How do I specify the REBALANCE
partitioning hint with column names using the pyspark APIs?
As an example, let's assume we have
df = spark.range(10)
The following attempt fails:
>>> df.hint("rebalance", "id").explain()
...
pyspark.sql.utils.AnalysisException: REBALANCE Hint parameter should include columns, but id found
How do I specify the columns if not by name, i.e. a simple string?
>>> df.alias("df").hint("rebalance", "df.id").explain()
...
pyspark.sql.utils.AnalysisException: REBALANCE Hint parameter should include columns, but df.id found
>>> import pyspark.sql.functions as F
>>> df.hint("rebalance", F.col("id")).explain()

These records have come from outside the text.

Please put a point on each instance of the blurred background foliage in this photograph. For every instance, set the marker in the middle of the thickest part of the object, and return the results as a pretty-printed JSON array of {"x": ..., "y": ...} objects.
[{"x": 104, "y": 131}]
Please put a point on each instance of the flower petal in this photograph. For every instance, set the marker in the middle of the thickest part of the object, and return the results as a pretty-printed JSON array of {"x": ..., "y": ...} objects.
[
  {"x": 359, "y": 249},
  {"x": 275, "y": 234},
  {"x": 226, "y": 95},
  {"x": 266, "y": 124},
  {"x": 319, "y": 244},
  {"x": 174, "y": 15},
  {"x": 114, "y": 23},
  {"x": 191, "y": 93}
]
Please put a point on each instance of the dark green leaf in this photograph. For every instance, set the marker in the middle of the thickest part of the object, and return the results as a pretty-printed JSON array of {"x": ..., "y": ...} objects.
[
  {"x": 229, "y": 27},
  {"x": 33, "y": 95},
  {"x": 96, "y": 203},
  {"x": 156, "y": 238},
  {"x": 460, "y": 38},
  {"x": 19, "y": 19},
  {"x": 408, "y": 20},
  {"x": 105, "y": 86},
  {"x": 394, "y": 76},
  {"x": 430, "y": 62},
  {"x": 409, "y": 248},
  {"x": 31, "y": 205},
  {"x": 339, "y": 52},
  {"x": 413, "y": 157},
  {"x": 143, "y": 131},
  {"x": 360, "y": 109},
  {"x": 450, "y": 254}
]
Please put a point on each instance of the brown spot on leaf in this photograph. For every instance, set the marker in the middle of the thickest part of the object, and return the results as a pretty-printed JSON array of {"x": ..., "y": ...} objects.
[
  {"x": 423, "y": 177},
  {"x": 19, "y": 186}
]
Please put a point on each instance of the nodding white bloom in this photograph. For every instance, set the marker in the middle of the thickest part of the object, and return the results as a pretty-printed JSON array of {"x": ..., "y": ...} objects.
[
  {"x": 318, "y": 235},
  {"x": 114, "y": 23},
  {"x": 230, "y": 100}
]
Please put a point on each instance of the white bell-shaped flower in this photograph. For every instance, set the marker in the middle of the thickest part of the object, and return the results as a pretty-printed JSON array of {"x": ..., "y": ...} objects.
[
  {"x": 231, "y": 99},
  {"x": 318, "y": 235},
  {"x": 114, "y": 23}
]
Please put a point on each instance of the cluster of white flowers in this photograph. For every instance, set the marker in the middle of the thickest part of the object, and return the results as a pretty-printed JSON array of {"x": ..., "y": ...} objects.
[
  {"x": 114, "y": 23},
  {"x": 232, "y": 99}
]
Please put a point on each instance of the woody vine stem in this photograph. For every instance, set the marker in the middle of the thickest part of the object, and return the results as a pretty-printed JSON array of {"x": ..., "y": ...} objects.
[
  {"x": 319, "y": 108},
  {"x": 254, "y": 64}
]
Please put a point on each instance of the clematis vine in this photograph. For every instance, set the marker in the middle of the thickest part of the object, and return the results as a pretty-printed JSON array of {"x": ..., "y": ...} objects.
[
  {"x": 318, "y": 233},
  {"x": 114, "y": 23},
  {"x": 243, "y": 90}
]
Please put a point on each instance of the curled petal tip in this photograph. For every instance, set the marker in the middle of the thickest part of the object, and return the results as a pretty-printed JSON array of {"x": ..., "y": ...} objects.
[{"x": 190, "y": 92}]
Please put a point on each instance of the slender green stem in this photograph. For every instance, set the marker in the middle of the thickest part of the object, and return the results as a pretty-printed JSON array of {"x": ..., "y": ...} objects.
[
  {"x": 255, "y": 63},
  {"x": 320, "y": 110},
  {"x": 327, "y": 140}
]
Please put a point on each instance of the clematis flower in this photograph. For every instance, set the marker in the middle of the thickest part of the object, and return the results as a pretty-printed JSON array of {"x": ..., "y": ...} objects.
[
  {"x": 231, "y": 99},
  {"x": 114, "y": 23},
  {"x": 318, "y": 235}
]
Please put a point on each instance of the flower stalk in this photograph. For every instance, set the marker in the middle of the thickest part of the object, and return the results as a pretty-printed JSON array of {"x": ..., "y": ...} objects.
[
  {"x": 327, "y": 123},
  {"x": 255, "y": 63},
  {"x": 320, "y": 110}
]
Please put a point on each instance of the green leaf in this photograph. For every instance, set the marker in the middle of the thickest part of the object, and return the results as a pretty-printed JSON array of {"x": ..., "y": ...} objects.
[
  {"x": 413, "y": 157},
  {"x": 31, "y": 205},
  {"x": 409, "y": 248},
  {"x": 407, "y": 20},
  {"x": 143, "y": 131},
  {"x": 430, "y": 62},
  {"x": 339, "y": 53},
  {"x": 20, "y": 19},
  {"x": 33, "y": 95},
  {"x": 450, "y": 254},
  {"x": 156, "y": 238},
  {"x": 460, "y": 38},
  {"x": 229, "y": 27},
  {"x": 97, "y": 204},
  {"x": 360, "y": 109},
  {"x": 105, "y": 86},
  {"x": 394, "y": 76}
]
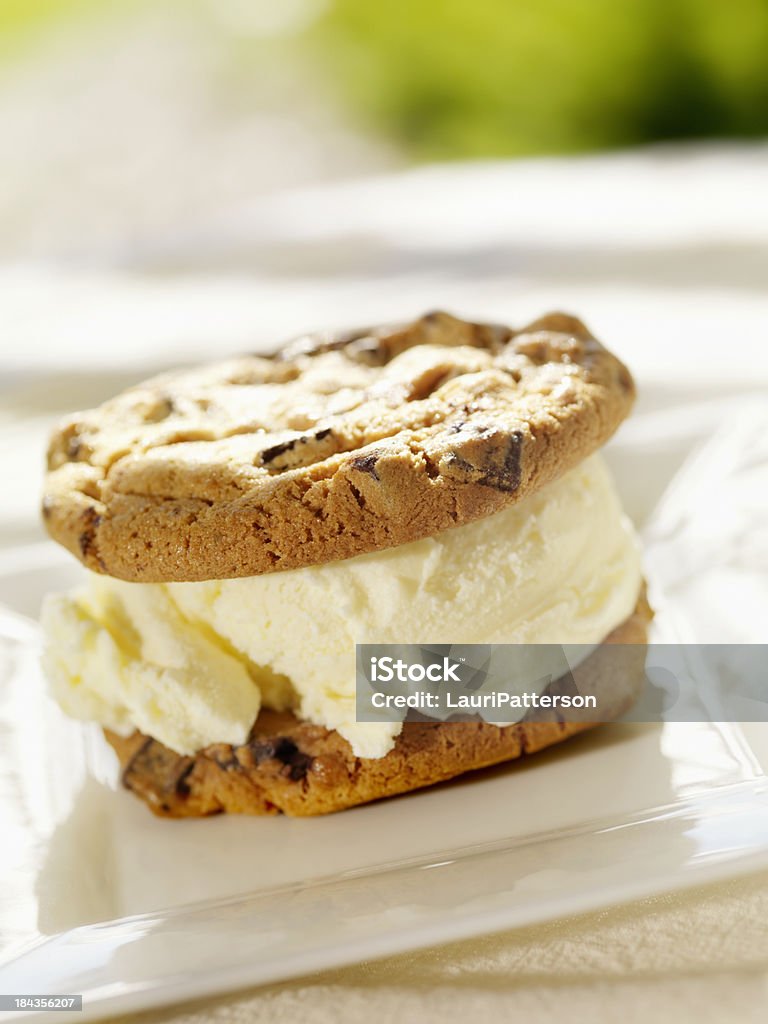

TypeError: all parameters should be in (<class 'str'>, <class 'list'>, <class 'float'>, <class 'int'>), got Column<'id'> of type <class 'pyspark.sql.column.Column'>
Note that specifying the rebalance hint without columns works just fine but is not what I'm looking for:
>>> df.hint("rebalance").explain()
== Physical Plan ==
AdaptiveSparkPlan isFinalPlan=false
+- Exchange RoundRobinPartitioning(4), REBALANCE_PARTITIONS_BY_NONE, [id=#551]
+- Range (0, 10, step=1, splits=4)
I've done some research and this appears to be a bug in Spark (more or less).
The column names are never converted into org.apache.spark.sql.catalyst.expressions.Expression
as they are in df.repartition
.
Even in Scala, passing a string causes the same exception:
scala> df.hint("rebalance", "id")
org.apache.spark.sql.AnalysisException: REBALANCE Hint parameter should include columns, but id found
So does passing the column (surprisingly):
scala> df.hint("rebalance", $"id")
org.apache.spark.sql.AnalysisException: REBALANCE Hint parameter should include columns, but id found
But getting the column's expression works:
scala> df.hint("rebalance", $"id".expr)
res10: org.apache.spark.sql.Dataset[Long] = [id: bigint]
I'm going to raise an issue on the main Spark project about this and will update this answer with the issue.